X.

Игры подходили к концу, и все яснее становилось: в последний, десятый, день Урсусу придется драться с Хаганом. Им обоим не было равных.

И все бы ничего: показали бы красивый бой да разошлись побитые, но живые… Но Понтий Пилат, дабы добавить драматизма всему действу, в дополнение к условию, по которому победитель финального поединка получал свободу, ввел еще одно: проигравший должен умереть.


За время, проведенное в школе Берцеллиуса, Урсус успел неплохо поладить с добродушным гигантом. У них даже сложилась традиция подбадривать других гладиаторов перед началом боев, когда всем, даже бывалым воинам, становилось не по себе. Каждый мог погибнуть или получить увечье. Все сидели по углам загона напряженные и угрюмые, а ведь для кого-то это были последние минуты в жизни… Чтобы их скрасить, Урсус с Хаганом затевали какой-нибудь спор, соревнуясь в остроумии.

– Эй, Хаган! – обычно начинал Урсус. – Ты понимаешь, что когда мы зададим жару всем этим недоноскам, нам придется драться друг с другом?

– Может, это будешь и ты. Пока тебе везет… – отвечал Хаган, презрительно кривя рот. – Все слабаки достаются тебе, пока я сражаюсь с сильнейшими,

– Скажи лучше, как ты хочешь умереть? – не отставал Урсус. – Быстро? Или желаешь насладиться моментом?

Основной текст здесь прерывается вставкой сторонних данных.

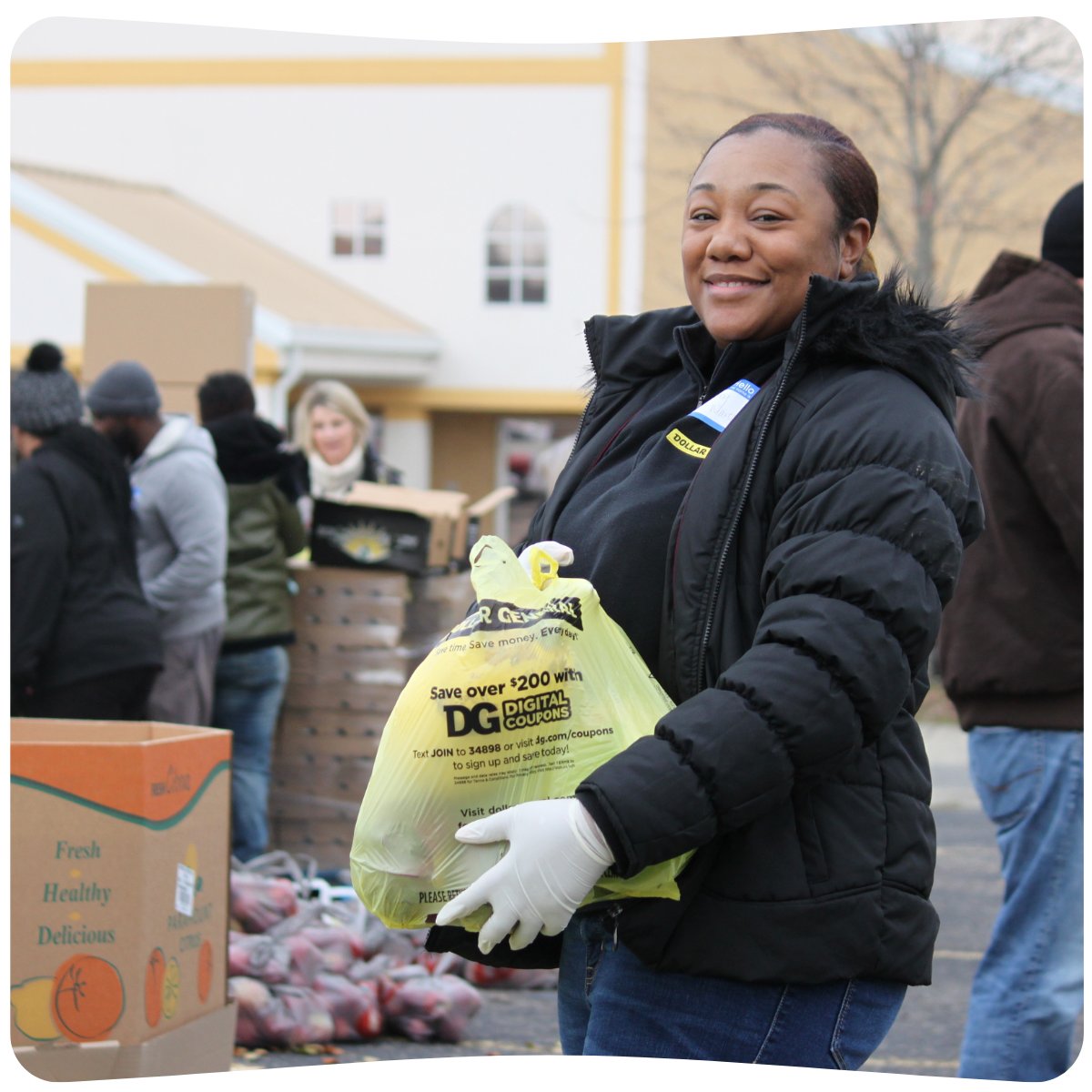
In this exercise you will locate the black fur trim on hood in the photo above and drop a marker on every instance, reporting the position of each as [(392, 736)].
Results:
[(887, 323), (890, 323)]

– Я бы желал умереть не торопясь, в объятиях десятка прелестниц поядреней. Но я не понимаю, при чем здесь ты, медвежонок?

– Такое возможно только в твоем сне. Ты явно себя переоцениваешь. Тебе и с одной прелестницей не справиться.

– Как раз сегодня ночью я загонял до полусмерти двух матерых потаскух. Я отпустил их, только когда они начали молить о пощаде. Тебе же, друг мой Урсус, пощады не будет – мне очень нужна свобода!

Иногда Урсусу казалось, что взгляд Хагана слишком серьезен для шутейного разговора.


В предпоследний день игр Урсус одолел какого-то знаменитого помпейского ретиария. Тот отделался довольно глубокой раной на бедре – пришлось пустить кровь, чтобы поражение выглядело более убедительно. Хаган же, долго не рассусоливая, убил молодого, подающего надежды мурмиллона из галлов, раскроив ему ужасным ударом меча и шлем, и череп.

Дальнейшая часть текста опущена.